Until now, we only discussed single formulae and their semantical properties. In this section we start investigating whether formulae can be transformed into another form, without changing their semantics. For this we introduce the concept of logical equivalence, which can be used to investigate the transformation of a given formula into its normal form.

Definition 6[edit]

The formulae F and G are called (semantically) equivalent, iff for all assignments \mathcal{A} for F and G, \mathcal{A}(F)= \mathcal{A}(G).
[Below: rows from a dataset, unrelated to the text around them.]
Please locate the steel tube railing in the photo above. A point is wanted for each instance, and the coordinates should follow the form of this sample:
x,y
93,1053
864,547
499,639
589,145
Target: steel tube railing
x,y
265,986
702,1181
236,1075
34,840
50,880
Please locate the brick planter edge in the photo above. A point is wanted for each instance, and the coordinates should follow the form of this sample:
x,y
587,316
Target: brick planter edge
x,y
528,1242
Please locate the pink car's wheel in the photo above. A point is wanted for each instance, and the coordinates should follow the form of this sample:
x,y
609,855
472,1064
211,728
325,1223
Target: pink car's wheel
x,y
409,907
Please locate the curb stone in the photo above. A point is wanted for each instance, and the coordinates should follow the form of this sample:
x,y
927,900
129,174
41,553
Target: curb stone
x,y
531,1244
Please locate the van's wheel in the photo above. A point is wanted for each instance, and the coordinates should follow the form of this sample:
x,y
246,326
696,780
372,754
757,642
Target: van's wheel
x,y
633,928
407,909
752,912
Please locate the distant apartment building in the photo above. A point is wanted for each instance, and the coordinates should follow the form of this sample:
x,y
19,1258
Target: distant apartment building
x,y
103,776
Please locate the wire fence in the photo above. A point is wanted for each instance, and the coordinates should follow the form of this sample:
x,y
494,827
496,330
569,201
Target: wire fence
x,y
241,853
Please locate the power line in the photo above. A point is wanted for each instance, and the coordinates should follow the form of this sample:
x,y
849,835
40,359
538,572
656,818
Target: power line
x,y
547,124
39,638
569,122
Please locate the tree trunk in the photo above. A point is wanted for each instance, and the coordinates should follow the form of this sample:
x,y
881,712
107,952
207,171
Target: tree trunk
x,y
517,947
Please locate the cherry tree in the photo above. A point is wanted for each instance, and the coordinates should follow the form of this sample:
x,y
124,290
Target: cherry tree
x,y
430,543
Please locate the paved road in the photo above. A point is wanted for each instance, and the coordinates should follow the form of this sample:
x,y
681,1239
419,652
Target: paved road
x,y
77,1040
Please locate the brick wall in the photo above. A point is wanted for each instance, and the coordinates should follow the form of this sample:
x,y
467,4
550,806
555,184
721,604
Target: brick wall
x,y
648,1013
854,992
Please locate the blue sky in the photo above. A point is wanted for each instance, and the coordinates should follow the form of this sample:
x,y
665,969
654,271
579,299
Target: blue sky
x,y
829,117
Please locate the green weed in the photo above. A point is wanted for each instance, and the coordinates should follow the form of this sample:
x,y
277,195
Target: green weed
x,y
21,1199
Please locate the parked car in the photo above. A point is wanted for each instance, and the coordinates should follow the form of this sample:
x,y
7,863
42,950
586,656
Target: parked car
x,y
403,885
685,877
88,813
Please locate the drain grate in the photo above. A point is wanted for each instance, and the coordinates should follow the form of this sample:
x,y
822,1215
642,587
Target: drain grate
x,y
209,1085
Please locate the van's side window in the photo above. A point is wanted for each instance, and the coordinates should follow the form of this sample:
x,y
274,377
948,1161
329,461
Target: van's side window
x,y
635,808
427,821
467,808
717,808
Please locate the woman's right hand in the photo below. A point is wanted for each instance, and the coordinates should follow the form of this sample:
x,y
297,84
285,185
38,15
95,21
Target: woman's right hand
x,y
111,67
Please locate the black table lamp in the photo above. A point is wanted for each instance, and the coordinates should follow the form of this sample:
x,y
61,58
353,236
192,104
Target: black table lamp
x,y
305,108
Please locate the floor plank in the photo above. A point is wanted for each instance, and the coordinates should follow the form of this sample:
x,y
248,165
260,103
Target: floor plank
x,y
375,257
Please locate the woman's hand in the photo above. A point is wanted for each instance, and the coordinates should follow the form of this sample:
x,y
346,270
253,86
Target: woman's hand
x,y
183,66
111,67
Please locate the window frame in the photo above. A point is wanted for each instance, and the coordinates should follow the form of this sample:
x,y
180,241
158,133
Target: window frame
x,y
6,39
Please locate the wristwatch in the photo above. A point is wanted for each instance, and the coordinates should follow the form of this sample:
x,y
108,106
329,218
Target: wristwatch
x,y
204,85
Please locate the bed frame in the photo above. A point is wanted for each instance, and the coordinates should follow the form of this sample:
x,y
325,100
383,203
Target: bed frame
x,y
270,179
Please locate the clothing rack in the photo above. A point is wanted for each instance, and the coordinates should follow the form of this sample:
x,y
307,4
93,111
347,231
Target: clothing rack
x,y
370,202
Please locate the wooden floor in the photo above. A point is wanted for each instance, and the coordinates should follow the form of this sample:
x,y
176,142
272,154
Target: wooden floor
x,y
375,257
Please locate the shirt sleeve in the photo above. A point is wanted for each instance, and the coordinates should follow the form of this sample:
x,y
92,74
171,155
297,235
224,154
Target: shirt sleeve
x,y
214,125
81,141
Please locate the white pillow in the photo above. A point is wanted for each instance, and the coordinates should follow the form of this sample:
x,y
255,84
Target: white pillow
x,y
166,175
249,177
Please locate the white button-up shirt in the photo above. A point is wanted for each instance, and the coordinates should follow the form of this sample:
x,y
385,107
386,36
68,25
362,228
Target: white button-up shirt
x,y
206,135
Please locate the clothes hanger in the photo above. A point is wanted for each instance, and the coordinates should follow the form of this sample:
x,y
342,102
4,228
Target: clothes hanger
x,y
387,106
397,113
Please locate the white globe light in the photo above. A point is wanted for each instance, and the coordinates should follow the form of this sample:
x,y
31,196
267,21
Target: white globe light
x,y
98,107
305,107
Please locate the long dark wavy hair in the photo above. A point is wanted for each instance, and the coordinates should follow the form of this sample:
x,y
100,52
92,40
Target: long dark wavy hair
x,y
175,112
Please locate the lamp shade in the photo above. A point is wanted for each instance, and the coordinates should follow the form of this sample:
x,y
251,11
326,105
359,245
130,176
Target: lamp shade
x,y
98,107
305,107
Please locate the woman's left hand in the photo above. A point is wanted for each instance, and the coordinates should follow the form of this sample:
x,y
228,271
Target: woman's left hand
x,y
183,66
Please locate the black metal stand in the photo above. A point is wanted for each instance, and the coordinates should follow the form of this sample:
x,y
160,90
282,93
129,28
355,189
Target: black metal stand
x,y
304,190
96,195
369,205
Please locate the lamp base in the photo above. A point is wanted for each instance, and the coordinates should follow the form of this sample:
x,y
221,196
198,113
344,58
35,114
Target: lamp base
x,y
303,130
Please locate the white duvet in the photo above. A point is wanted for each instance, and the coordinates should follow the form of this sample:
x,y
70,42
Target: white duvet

We write F \equiv G.

Formulae containing different subformulae can be equivalent, e.g. all tautologies are equivalent. More interesting is the following theorem:

Theorem 3 (Substituitivity)[edit]

Let F \equiv G and H a formula which contains at least one occurrence of the subformula F. Then it holds H \equiv H', where H' is obtained from H by substituting any occurrence of F by G.

Proof: The proof is by induction over the structure of the subformula H:

Assume for the induction start, that H is atomic, hence H=F holds, and the result of substituting the only occurrence of F by G results in H' =G and because F \equiv G, we have H \equiv
H'. Assume the theorem holds for all proper subformulae of H: If F =
H we have the same argumentation as above in the start of the induction. If F \neq H we have three cases:

  • H = \lnot h_1: Because h_1 is a subformula of H we can conclude that h_1 \equiv  h_1', where h_1' is constructed by substituting any occurrence of F by G. From the definition of the semantics of \lnot we conclude that \lnot h_1 \equiv  \lnot h_1' and hence H \equiv  H_1'. Where H_1 is equivalent formula constructed by replacing F in H by G, resulting in H_1
  • H = (h_1 \lor h_2): Assume without loss of generality, that F occurs in h_1. Then, again we can conclude from the induction assumption, that h_1 \equiv h_1' and from the definition of the semantics of \lor we conclude, that (h_1 \lor h_2) = (h_1' \lor   h_2).
  • H = (h_1 \land h_2) is similar.

Theorem 4[edit]

The following equivalences hold:

(F \land F) \equiv F

(F \lor F) \equiv F (Idempotence)

(F \land G) \equiv (G \land F)

(F \lor G) \equiv (G \lor F) (Commutativity)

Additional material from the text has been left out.